Fig. 3.6. Statistical analysis of the data repeated.

Fig. 3.7. The probability of each class.

The web log-file data is not in good order because that there exist some people with all the same attributes but their favorites are different. This case always exists in the real world. In the testing process, we can predict only one class for each input example. In this data set, we always have some examples that will not be correctly classified, assume a classification of majority class. If we want to distinguish the repeated example clearly, we will need to add another attributes if possible. But it is limited in source acquired of the data. For example, there are ten examples with all the same attributes, that seven examples are in class 1 and three examples are in class 2. If the classified results of the ten examples are class 1, the accuracy will be 70%.

Inevitably there are three examples classified wrongly. Thus our purpose is to find the regularity of the most important ones, i.e., fist choice. We will provide information

about the behavior of the user through the fuzzy ID3 method, and the rule-base obtained has to be simple and efficient.

Chapter 4. Simulation and Experiment

As mentioned in Chapter 2, we introduce fuzzy ID3 algorithm, whose membership functions and leaf condition are tuned by GA. In this chapter, we apply the algorithm to classify some data sets, which include continuous, discrete, and mixed-mode data sets [7], [8]. Finally, we used a daily log-file to analysis and generated the rule-base about consumer behavior to web master to maintain and promote the website content.

4.1. The Data Sets

The ten data sets employed for experiments are obtained from the University of California, Irvine, Repository of Machine Learning databases (UCI) [24]. Their characters are briefly described below and summarized in Table IV.

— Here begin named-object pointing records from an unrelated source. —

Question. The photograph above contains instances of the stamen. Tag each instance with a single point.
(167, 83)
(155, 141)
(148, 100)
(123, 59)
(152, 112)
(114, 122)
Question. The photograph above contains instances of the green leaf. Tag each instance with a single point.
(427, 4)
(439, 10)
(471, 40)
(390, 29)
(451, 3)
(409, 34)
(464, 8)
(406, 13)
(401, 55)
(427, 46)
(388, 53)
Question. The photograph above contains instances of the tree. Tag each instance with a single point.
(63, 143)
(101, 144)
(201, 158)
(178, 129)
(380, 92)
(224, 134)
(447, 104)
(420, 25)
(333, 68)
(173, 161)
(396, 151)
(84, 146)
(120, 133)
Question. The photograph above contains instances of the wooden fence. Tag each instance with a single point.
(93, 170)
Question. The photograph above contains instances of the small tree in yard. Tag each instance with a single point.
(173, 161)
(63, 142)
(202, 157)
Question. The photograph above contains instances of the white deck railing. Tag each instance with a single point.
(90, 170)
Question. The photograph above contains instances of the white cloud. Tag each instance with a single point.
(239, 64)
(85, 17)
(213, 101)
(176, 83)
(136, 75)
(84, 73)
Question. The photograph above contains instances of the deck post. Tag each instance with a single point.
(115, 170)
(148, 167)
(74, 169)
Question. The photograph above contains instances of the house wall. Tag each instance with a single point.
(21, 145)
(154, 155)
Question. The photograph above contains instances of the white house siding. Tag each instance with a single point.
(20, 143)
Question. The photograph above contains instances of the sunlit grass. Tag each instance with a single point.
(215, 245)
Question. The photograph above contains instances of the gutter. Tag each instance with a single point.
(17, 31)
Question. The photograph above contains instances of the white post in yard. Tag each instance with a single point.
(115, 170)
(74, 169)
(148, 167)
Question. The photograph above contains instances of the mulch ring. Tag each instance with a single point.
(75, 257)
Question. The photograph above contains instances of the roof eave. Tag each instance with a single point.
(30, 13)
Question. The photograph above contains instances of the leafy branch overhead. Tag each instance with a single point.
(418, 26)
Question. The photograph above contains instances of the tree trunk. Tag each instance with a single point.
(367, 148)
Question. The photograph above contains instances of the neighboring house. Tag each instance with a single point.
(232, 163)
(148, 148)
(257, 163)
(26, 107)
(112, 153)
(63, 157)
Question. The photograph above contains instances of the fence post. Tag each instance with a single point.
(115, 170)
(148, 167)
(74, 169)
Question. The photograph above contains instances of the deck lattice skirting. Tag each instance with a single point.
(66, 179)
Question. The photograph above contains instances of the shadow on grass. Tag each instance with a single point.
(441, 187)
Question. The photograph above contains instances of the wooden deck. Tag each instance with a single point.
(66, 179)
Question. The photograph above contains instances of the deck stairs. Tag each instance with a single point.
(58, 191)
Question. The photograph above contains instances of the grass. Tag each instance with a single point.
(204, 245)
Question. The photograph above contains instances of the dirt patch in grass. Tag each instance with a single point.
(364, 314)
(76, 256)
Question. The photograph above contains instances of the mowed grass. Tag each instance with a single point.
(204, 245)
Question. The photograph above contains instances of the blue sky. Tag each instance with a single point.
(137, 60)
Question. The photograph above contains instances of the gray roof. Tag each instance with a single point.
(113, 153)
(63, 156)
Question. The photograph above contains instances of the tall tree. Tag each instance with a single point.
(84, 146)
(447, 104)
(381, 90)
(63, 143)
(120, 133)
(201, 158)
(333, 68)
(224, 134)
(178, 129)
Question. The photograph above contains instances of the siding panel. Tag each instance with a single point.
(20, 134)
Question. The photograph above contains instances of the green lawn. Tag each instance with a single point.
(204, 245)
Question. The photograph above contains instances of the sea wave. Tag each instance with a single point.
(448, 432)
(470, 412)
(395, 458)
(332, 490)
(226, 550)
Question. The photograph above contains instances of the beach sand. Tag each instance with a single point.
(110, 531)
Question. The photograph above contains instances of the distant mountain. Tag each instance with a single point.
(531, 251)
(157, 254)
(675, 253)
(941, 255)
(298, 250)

1 ) Crude_oil: Gerrid and Lantz analyzed Crude_oil samples from three zones of sandstone. The Crude_oil data set with 56 examples has five attributes and three classes named wilhelm, submuilinia, and upper. The attributes are vanadium (in percent ash), iron (in percent ash), beryllium (in percent ash), saturated hydrocarbons (in percent area), and aromatic hydrocarbons (in percent area).

2 ) Glass Identification Database: The data set represents the problem of identifying glass samples taken from the scene of an accident. The 214 examples were originally collected by B. German of the Home Office

Forensic Science Service at Aldermaston, Reading, Berkshire in the UK.

The nine attributes are all real valued and fully known, representing refractive index and the percent weight of oxides such as silicon, sodium, and magnesium. The six classes are named as building windows float processed, building windows not float processed, vehicle windows float processed, containers, tableware, and headlamps.

3 ) Iris Plant Database: The Iris data set, Fisher’s classic test data (Fisher, 1936), has three classes with four-dimensional data consisting of 150 examples. The four attributes are: sepal length, sepal width, petal length, and petal width. This data set gives good results with almost all classic learning methods and has become a sort of benchmark data.

4 ) Myo_electric: The Myo_electric data set is extracted from a problem in discriminating between electrical signals observed at the human skin surface. This is a four-dimensional data set consisting of 72 examples divided into two classes.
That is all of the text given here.